Monday, November 22, 2010

KAR at LOSUG

Last Wednesday I gave a short talk about KAR at LOSUG.

Apart from the fact that my laptop and the projector refused to get along, it went OK. That disagreement meant that the interactive show and tell (aka the demo) got skipped, but that was always designed as an extra. I hope I got people thinking - the real aim here is to try and make people think about what we do, rather than spoonfeed solutions to them (that's what marketing is for).

For the talk I released a new version of KAR, and in preparing the talk and getting some things ready I stumbled across one or two issues I thought worthy of further fixes.

Part of this is my implementation, but using JKstat to parse the KAR archives has never been exactly quick. Several minutes for a full day's data from a decent server. My original implementation of graph generation involved doing that for every graph - so generating the 100+ graphs took rather a long time.

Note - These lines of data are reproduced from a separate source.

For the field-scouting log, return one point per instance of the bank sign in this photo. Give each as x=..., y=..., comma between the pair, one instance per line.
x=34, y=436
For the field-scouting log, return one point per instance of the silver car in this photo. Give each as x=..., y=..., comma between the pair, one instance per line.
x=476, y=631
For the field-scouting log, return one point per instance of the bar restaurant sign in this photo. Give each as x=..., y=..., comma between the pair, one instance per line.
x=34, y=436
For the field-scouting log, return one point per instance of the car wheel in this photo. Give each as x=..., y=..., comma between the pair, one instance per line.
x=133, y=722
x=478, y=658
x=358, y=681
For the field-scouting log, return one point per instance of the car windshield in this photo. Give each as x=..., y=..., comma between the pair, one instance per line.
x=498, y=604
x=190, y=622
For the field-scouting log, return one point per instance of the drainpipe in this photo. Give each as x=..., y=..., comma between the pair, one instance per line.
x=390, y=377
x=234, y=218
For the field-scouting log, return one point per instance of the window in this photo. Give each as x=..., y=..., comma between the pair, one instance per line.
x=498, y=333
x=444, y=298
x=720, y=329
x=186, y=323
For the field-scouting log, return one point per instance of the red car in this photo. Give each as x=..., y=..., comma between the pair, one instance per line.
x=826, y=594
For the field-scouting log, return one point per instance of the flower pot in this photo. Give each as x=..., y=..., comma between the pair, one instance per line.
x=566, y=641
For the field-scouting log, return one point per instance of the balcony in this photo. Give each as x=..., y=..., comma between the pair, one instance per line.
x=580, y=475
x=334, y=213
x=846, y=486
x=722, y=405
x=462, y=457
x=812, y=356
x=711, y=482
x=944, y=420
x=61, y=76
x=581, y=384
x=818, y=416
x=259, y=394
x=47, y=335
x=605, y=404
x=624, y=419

Here follows a completely gratuitous graph: network traffic on my home machine over the course of a day.



The parser in JKstat was only partially finished, so I tidied it up a bit. It now caches parsed data, and allows consumers to step backwards as well as forwards, and rewind, and the cache is shared across multiple instances. This allows you to just parse the data once and then analyze it to your heart's content. What this means is that generating all the graphs takes only a little longer than generating the first one - making it 100 times faster.

(Which proves the point: fixing truly stupid implementations can give you huge performance gains. There is no way I can imagine getting a hundred-fold performance improvement by tweaking the parser. That's not to say I'm happy with performance now - far from it - but it's made one particular common task viable, which it wasn't before.)

So, a new release of both KAR and JKstat is now available.

The next step for KAR is to identify additional measurements that would be generally useful, and then add them to the list of graphs generated (and maybe have specific utilities for specific data).